El seguimiento al sujeto, Genaro Contreras, se hizo durante dos meses. Se determinaron sus rutinas con facilidad, pues, por fortuna el objetivo no estaba avisado. Ignoramos cómo pudo ser, si en los meses anteriores se habían ejecutado otros operativos contra personajes afines y conocidos por él. Concluimos que se debió a exceso de confianza del sujeto y del grupo de inteligencia de las lacras sindicalistas. Respecto a sus allegados no era así, por el contrario, en algunas de las conversaciones telefónicas interceptadas nos enteramos que su mujer vivía en un permanente estado de preocupación. El sujeto, Contreras, le aseguraba que estaba tomando las debidas precauciones y variando sus rutas habituales, pero esto era falso. Aquí hay que detallar que el sujeto le ocultaba a su mujer que sostenía un romance con una joven estudiante de la universidad donde era profesor.

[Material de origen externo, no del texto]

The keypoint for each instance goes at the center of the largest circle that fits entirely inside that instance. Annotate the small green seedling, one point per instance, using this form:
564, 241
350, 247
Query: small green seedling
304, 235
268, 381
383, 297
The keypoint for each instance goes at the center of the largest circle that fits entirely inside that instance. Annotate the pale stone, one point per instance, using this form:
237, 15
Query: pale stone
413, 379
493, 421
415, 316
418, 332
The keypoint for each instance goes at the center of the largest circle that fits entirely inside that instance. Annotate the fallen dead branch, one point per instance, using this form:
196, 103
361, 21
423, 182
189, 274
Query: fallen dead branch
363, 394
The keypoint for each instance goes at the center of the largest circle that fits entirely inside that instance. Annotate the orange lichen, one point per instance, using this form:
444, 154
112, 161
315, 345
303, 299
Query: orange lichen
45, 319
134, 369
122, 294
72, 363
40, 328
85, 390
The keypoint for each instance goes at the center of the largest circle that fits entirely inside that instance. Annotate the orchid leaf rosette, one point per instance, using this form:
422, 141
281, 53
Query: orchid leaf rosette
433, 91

Era chistoso ver cada mañana a Contreras mirando a todos lados, cerciorándose de que no lo siguieran. Esta gente ve mucha televisión y creen que la vida real es igual a lo que presentan en las películas de policías y detectives o en las telenovelas. Fieles a nuestra profesionalidad, cada día usábamos diferentes formas de camuflaje y seguimiento de la siguiente forma: moto, automóvil, taxi, camioneta y bicicleta; disfraces de repartidor de pizzas, mensajero, estudiante, indigente o simple transeúnte. Siempre operamos en parejas con uno de los agentes brindando apoyo al otro en moto o automóvil. Recomiendo este método como el más apropiado para esta clase de operativos en grandes ciudades. Más de dos es ponerse en evidencia.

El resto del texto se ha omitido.